La vertu de tempérance pour maîtriser le plaisir
Que l’on ne s’imagine pas maîtriser ou bannir le désir des choses présentes, si, à la place de ces mauvais penchants, que l’on souhaite retrancher, l’on n’en met de bons. La force vitale de l’âme ne lui permet pas de rester sans quelque sentiment de désir ou de crainte, de joie ou de tristesse ; il suffit alors de bien l'occuper. Nous voulons chasser de notre cœur les convoitises de la chair : livrons aussitôt la place aux joies spirituelles. Prise à cet heureux filet, l’âme aura désormais où se fixer, et rejettera les séductions des joies présentes, des bonheurs qui passent.
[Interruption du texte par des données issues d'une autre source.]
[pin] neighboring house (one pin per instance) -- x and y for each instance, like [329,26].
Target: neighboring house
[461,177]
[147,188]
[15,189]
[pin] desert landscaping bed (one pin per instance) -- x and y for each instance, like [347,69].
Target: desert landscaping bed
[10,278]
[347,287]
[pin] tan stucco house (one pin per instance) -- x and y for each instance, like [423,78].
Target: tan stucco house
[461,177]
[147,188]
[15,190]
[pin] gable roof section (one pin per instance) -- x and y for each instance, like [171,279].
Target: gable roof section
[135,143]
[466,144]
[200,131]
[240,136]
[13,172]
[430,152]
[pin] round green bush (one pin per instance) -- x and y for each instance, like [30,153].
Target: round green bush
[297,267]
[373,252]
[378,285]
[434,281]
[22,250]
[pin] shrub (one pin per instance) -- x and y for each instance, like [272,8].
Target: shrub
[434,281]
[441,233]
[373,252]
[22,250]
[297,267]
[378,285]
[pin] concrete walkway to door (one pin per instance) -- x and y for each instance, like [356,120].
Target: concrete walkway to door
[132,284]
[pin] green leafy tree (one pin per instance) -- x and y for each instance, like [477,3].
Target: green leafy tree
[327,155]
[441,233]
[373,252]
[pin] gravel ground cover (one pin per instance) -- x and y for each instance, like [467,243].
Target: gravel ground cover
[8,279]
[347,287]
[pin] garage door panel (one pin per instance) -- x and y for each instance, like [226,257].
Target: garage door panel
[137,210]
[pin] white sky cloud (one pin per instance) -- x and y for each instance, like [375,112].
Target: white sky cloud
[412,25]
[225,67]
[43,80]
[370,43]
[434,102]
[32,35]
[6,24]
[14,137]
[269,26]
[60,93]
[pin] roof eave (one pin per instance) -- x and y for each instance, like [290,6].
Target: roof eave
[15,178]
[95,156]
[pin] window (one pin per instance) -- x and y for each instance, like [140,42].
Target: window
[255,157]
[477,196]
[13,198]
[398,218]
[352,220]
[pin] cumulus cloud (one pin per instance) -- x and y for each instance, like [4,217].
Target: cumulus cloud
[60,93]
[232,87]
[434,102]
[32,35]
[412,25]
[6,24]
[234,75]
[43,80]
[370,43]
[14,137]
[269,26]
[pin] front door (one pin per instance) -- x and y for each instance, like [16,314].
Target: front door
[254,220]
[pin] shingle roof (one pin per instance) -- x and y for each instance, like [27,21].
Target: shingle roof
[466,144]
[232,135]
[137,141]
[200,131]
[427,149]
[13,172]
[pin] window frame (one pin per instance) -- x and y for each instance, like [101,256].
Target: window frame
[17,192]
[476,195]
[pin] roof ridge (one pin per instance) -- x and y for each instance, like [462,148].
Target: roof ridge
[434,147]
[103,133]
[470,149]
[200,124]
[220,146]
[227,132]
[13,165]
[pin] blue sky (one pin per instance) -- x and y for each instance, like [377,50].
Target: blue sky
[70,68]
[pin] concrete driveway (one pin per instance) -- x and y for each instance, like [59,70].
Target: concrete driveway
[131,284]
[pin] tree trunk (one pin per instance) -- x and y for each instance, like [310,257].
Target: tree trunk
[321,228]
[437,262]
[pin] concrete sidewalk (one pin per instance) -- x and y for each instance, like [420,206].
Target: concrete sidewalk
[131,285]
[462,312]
Lorsque de quotidiens exercices l’auront conduite à cet état, l’âme connaîtra par expérience le sentiment qui s’exprime dans ce verset, que tous, à la vérité, nous chantons sur le rythme accoutumé de la psalmodie, mais dont un petit nombre seulement, que l’expérience a instruits, pénètrent tout le sens : « J’avais les yeux vers le Seigneur toujours, parce qu’il est à ma droite, de peur que je ne chancelle » (Ps 15, 8). Oui, celui-là seul aura l’intelligence intime et vivante de ces, paroles, qui, parvenu à la pureté d’âme et de corps dont nous parlons, comprendra que c’est le Seigneur qui, à tout instant, l’y maintient, de peur qu’il ne retombe de ces hauteurs à sa misère, et qui protège constamment sa droite, c’est-à-dire ses actions saintes.…
Voici, au demeurant, le signe certain que l’on est tout proche de la pureté : c’est que l’on commence à ne plus l’attendre de ses propres efforts. Lorsque l’on a bien compris toute la portée de ce verset : « Si le Seigneur ne bâtit la maison, c’est en vain que travaillent ceux qui la bâtissent », on ne se fait point de sa pureté un mérite orgueilleux, parce que l’on voit trop bien qu’on la doit à la miséricorde du Seigneur et non à sa propre diligence ; on ne s’emporte pas non plus contre les autres avec une rigueur impitoyable, parce que l’on sait que la vertu de l’homme n’est rien, si elle n’est aidée de la vertu divine.
Cassien, Conférences, 12, Conférence de l’abbé Chérémon, De la chasteté, chap. 5 et 15.